CExA-project / ddc

DDC is a discrete domain computation library.
https://ddc.mdls.fr
Other
33 stars 5 forks source link

Performance issue with OpenMP deepcopies and/or ChunkSpan[] #193

Open blegouix opened 1 year ago

blegouix commented 1 year ago

There seems to be a performance issue with deepcopies and/or ChunkSpan[] with OpenMP, or the way they interact each other.

The following branch is incredibly faster (like, 1000x) than Gysela/main when compiled with Kokkos_ENABLE_OPENMP=ON :

https://gitlab.maisondelasimulation.fr/gysela-developpers/voicexx/-/compare/main...debug_deepcopy_bracket

In fact, Gysela/main is extremelly slow with OpenMP, whereas all CPU threads are 100% used.

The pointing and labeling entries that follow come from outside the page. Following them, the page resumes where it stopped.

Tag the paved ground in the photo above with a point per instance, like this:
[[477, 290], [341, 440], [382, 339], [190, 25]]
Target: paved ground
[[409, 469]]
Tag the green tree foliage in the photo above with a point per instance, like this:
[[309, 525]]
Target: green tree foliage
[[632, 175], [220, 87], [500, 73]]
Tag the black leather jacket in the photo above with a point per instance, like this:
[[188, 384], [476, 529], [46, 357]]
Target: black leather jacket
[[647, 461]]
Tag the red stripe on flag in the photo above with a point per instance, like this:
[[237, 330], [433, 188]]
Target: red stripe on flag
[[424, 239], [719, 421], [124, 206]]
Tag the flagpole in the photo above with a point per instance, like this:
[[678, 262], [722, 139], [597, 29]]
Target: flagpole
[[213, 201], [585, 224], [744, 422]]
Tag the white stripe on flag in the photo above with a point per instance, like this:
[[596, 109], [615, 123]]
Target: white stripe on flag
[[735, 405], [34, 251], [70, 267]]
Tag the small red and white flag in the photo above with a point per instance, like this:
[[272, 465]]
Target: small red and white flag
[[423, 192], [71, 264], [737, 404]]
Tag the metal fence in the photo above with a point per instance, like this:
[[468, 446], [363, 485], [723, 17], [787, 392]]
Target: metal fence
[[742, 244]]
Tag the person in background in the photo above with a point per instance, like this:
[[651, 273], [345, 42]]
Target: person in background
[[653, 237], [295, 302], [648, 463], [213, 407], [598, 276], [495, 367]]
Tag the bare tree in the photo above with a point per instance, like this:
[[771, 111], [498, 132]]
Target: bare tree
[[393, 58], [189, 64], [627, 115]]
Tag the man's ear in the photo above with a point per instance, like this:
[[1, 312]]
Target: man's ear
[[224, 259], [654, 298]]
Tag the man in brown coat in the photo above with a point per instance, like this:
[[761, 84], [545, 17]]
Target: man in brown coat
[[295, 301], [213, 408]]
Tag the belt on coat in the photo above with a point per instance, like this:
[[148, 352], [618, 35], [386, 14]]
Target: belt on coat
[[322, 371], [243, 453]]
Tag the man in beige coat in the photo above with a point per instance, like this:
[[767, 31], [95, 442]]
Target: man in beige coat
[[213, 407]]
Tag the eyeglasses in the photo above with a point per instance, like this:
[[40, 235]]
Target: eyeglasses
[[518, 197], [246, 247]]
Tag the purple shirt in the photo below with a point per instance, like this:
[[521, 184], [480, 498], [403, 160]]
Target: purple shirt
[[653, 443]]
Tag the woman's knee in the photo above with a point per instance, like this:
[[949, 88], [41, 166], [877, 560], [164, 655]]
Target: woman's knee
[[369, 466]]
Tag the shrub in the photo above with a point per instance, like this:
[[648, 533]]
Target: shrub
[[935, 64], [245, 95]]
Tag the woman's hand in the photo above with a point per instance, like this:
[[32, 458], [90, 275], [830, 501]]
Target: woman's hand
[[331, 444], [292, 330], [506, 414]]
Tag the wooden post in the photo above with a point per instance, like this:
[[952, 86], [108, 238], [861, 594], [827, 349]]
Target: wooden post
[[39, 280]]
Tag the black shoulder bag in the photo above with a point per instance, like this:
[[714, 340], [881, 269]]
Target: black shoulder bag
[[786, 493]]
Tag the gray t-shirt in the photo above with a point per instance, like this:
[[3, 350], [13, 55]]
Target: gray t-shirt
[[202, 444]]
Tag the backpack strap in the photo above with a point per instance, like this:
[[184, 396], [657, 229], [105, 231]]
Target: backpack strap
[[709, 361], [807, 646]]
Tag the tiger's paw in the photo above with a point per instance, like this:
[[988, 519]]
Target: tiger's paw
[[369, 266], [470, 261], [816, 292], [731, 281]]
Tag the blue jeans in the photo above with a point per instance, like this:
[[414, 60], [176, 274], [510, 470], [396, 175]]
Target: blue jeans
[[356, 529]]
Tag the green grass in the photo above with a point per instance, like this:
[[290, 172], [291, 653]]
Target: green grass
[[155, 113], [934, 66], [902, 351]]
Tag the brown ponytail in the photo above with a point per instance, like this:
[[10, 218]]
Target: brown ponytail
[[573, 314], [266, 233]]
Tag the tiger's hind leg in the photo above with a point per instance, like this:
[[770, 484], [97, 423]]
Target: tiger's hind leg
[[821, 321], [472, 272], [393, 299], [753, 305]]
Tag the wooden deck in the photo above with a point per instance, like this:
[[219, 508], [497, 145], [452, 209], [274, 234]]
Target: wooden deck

Note : for this demo I use the branch https://github.com/Maison-de-la-Simulation/ddc/pull/181 of DDC to get easy use of ChunkSpan(). The problematic lines are:

blegouix commented 10 months ago

We suspect it to impact only LayoutStride chunks

tpadioleau commented 8 months ago

In order to determine if it is a DDC issue I suggest we compare with the Kokkos equivalent code. If we notice the same behavior then we should close the issue.

blegouix commented 7 months ago

We do not anymore use those kind of combinations of deep_copies and [] anywhere in our codes, and thus performance is back, maybe I can close the issue ? I think users just have to avoid it too.

tpadioleau commented 7 months ago

I don't see a good reason to avoid ddc::deepcopy/Kokkos::deep_copy. We just have shown that in some particular case it was suboptimal. I still think we need to understand why, what was the layout of arrays, their rank and the sizes.